Home // ALLDATA 2017, The Third International Conference on Big Data, Small Data, Linked Data and Open Data // View article


Industry Experience: Chinese Names Duplicate Records Detection

Authors:
Tong Khin Thong
Badrul Affandy Bin Ahmad Latfi
Xiaomei Wang
Arichandran A/L M.S. Kandiah

Keywords: duplicate detection; Chinese names; Soundex; false positive.

Abstract:
The Soundex method is the preferred method for duplicate detection process on Malaysian Chinese names. The names are written in English text, but are phonetically translated from various Chinese dialects. When using the Russell Soundex method, it is found that the number of duplicates is high and the number of false positives is also high. The adaptive nature of Soundex method provides an avenue to optimize it for foreign language names, such as Chinese names. Through a series of tests, this study has optimized the Soundex codes for general Malaysian Chinese names.

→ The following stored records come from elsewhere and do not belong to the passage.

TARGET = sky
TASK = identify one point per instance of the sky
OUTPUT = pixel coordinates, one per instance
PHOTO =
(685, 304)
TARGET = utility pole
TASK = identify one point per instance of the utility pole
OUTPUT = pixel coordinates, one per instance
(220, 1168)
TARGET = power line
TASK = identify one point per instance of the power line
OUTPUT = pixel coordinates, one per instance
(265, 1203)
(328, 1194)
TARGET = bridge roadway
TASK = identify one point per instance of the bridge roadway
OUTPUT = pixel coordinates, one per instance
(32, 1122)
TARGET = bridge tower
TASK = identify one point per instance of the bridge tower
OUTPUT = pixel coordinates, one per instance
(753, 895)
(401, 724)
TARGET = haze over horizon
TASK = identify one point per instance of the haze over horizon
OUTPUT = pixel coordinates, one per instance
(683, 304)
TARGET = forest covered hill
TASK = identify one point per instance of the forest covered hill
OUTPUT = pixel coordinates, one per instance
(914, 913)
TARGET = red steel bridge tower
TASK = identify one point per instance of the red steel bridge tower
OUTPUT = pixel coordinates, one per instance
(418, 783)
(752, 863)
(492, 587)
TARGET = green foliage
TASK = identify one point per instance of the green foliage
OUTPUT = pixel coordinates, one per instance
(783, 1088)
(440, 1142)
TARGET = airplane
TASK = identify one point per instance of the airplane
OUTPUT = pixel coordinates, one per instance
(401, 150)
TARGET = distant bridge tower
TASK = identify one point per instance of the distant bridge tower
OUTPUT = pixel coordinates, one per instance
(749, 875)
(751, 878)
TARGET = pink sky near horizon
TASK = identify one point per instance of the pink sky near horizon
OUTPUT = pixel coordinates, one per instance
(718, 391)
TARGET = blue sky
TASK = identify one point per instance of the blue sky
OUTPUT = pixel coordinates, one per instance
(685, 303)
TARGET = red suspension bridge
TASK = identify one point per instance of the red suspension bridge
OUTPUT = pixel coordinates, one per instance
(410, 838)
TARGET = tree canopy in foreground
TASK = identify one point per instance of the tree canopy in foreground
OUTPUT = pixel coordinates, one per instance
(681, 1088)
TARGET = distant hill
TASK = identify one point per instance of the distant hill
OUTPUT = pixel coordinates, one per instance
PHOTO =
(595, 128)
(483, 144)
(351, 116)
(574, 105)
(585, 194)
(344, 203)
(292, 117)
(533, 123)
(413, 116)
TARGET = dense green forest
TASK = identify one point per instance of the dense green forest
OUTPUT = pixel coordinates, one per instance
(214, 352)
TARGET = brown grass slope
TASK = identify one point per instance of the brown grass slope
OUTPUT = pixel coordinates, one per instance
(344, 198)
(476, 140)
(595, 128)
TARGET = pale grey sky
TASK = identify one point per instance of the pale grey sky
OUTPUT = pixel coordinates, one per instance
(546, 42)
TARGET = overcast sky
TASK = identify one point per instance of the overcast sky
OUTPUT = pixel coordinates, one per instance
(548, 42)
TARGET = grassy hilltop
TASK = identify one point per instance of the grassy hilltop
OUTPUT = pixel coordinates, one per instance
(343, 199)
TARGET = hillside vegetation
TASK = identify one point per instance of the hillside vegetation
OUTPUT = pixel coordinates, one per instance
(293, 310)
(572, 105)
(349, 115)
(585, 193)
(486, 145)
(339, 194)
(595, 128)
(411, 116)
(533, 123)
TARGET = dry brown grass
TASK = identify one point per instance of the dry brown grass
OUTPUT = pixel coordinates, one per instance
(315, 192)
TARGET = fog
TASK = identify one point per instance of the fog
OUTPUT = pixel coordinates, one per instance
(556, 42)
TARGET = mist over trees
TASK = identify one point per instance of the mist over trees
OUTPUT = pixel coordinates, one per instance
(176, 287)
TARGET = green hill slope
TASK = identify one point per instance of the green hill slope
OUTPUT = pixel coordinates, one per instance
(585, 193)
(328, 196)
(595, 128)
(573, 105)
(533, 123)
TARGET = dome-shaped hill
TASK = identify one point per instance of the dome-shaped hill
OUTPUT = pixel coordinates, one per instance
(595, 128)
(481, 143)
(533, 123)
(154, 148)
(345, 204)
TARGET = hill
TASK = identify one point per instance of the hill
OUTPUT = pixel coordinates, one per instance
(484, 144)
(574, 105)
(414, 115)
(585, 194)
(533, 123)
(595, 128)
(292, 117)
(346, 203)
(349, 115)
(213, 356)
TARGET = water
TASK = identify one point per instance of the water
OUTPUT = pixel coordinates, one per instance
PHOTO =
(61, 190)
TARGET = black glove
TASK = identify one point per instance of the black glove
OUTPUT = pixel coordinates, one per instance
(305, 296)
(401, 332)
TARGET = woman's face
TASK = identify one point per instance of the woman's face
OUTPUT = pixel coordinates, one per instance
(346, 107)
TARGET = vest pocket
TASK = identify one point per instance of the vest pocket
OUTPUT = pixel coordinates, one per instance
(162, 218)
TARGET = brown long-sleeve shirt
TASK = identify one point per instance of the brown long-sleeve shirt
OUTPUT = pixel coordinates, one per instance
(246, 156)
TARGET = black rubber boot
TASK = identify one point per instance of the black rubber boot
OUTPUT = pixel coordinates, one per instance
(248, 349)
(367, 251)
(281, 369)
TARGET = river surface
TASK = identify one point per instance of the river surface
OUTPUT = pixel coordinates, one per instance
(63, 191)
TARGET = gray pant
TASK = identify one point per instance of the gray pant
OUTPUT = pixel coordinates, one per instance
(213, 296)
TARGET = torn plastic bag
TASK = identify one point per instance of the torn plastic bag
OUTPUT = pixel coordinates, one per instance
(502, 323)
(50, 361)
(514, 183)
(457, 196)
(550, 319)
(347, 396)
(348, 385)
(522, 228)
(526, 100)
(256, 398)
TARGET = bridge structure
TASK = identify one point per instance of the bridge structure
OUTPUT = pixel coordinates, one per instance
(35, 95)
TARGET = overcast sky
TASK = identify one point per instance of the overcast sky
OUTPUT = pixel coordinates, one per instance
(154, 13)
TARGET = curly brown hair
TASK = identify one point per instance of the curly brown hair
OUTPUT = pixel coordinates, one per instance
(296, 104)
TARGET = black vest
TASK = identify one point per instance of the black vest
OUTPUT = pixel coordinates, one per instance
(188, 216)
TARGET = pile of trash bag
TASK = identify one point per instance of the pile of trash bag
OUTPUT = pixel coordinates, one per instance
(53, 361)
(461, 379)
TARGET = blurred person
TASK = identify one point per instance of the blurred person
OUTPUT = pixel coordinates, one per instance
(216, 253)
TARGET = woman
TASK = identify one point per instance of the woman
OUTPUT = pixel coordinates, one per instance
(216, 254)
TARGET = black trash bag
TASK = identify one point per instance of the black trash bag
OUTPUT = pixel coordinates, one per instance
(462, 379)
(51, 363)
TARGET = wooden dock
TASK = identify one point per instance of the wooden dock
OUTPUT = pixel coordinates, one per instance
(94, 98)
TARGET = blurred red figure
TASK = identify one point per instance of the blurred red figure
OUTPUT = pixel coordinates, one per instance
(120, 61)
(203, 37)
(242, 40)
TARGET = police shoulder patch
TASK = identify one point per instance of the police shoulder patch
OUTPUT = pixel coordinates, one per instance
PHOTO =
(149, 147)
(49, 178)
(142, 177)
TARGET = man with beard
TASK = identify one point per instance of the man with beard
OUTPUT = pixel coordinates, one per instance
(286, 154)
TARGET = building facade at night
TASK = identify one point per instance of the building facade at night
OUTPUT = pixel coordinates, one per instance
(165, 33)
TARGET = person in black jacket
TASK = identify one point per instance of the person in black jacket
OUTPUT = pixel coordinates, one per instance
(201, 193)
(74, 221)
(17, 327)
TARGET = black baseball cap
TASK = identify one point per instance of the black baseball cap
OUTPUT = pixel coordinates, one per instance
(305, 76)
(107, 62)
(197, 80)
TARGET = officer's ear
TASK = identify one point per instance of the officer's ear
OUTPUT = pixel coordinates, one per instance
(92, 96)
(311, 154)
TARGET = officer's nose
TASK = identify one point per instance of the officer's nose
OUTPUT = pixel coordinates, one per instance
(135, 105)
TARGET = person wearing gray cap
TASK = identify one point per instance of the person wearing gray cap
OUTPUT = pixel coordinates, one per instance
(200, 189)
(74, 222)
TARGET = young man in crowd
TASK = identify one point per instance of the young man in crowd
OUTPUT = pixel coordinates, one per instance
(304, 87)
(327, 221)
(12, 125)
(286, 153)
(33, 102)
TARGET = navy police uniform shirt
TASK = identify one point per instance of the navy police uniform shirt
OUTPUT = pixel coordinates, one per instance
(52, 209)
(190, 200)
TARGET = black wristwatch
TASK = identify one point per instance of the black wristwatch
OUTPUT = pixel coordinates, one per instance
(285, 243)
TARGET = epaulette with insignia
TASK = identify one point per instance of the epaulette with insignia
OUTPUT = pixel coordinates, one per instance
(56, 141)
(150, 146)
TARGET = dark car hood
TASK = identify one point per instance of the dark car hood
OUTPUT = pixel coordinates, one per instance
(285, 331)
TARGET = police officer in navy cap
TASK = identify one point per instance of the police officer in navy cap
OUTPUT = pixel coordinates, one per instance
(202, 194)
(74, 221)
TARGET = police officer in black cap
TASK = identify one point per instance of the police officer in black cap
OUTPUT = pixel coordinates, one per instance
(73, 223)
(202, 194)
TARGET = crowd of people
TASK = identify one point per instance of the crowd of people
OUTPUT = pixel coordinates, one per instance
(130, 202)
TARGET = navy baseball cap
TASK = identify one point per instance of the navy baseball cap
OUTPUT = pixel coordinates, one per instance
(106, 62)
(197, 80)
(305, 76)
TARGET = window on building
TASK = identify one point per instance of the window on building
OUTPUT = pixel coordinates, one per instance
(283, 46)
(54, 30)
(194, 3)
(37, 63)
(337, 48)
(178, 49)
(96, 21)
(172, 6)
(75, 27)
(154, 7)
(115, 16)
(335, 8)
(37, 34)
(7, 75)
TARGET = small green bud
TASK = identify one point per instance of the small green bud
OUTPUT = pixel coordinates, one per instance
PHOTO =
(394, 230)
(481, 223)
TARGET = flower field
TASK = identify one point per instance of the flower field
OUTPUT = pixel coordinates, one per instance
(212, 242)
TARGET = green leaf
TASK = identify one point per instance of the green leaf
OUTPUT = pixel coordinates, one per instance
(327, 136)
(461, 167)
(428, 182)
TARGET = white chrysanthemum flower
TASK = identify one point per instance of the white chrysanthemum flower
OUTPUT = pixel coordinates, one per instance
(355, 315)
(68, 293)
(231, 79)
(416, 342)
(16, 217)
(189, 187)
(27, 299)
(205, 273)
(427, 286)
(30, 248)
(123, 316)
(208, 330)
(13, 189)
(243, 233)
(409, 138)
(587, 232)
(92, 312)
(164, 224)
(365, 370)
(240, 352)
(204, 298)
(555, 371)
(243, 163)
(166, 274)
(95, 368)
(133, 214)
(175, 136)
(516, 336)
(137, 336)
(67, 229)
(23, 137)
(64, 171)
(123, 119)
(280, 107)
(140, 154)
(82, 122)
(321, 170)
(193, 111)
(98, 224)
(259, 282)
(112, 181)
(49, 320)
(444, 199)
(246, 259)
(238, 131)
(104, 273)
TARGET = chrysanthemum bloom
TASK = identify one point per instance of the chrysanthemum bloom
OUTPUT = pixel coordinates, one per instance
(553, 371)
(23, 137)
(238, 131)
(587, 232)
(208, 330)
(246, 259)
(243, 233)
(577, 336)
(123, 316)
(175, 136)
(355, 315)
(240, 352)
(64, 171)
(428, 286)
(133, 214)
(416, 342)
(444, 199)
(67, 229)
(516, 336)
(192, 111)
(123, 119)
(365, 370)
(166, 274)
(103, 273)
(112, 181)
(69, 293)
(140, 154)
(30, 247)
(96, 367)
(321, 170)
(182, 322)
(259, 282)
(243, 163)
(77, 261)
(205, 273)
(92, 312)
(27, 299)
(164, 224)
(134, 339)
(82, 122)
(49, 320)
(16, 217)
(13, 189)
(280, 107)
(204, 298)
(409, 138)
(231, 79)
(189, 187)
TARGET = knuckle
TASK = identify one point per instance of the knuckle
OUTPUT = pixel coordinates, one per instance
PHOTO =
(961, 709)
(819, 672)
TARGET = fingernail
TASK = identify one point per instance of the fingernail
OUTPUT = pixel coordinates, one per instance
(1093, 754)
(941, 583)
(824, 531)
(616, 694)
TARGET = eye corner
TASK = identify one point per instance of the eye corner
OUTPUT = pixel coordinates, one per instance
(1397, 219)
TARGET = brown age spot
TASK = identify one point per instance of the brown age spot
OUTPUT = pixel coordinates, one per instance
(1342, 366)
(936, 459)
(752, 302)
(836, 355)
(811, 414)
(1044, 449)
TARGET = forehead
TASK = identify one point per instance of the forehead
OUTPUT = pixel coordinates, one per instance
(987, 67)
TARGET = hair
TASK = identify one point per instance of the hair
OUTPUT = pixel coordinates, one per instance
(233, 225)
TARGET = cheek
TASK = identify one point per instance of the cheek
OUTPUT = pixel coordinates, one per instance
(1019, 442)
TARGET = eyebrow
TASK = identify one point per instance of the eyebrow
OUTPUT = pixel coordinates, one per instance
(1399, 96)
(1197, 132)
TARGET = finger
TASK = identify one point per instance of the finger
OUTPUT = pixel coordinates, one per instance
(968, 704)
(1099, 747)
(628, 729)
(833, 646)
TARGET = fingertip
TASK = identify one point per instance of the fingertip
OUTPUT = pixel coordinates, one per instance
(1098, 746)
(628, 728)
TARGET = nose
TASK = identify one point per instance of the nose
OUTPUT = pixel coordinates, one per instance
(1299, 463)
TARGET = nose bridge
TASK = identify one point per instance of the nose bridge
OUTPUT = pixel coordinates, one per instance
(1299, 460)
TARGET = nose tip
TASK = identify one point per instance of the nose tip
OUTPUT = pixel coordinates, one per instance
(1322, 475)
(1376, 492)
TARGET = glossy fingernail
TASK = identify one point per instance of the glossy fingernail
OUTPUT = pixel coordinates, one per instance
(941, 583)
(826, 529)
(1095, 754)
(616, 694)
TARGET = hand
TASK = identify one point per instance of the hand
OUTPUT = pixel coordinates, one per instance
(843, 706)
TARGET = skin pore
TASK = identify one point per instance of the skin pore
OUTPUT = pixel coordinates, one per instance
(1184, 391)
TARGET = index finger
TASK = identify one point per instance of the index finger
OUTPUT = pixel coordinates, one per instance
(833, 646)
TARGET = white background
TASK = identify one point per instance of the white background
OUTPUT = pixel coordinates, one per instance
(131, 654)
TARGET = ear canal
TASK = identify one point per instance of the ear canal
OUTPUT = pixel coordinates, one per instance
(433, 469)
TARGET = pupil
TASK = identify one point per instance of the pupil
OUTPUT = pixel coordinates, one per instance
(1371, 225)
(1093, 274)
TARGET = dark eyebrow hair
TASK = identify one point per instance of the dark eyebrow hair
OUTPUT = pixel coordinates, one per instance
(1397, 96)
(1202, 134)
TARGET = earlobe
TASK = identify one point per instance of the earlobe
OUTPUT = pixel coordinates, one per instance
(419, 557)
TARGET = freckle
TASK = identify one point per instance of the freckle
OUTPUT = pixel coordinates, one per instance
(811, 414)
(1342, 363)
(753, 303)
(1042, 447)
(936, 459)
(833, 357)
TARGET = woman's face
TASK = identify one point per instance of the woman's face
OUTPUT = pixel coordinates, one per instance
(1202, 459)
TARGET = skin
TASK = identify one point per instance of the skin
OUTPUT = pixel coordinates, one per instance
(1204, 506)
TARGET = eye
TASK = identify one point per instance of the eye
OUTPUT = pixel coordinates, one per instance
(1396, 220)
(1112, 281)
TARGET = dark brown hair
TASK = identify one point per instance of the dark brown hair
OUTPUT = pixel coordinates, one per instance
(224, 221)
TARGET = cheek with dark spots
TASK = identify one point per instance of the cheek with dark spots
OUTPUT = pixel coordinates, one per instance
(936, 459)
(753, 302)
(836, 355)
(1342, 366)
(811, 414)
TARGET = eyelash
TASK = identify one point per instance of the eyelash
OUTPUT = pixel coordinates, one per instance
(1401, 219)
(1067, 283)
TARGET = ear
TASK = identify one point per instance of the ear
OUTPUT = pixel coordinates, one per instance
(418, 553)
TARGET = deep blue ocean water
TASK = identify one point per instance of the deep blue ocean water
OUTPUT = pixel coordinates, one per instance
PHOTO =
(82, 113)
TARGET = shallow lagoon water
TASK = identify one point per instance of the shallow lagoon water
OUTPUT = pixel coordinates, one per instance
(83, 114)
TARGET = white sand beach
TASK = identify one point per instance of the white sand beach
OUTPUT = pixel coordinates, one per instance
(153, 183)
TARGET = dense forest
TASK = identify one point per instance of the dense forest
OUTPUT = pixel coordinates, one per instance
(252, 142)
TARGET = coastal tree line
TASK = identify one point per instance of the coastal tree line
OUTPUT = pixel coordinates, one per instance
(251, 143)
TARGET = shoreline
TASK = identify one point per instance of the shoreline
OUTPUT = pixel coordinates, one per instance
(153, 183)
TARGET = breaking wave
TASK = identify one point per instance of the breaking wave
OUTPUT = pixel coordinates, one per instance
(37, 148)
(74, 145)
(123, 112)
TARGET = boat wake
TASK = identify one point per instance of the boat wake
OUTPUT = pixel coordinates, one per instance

The test results have shown that a few short Chinese surnames contribute to false positives.

Pages: 74 to 77

Copyright: Copyright (c) The Government of Malaysia, 2017. Used by permission to IARIA.

Publication date: April 23, 2017

Published in: conference

ISSN: 2519-8386

ISBN: 978-1-61208-552-4

Location: Venice, Italy

Dates: from April 23, 2017 to April 27, 2017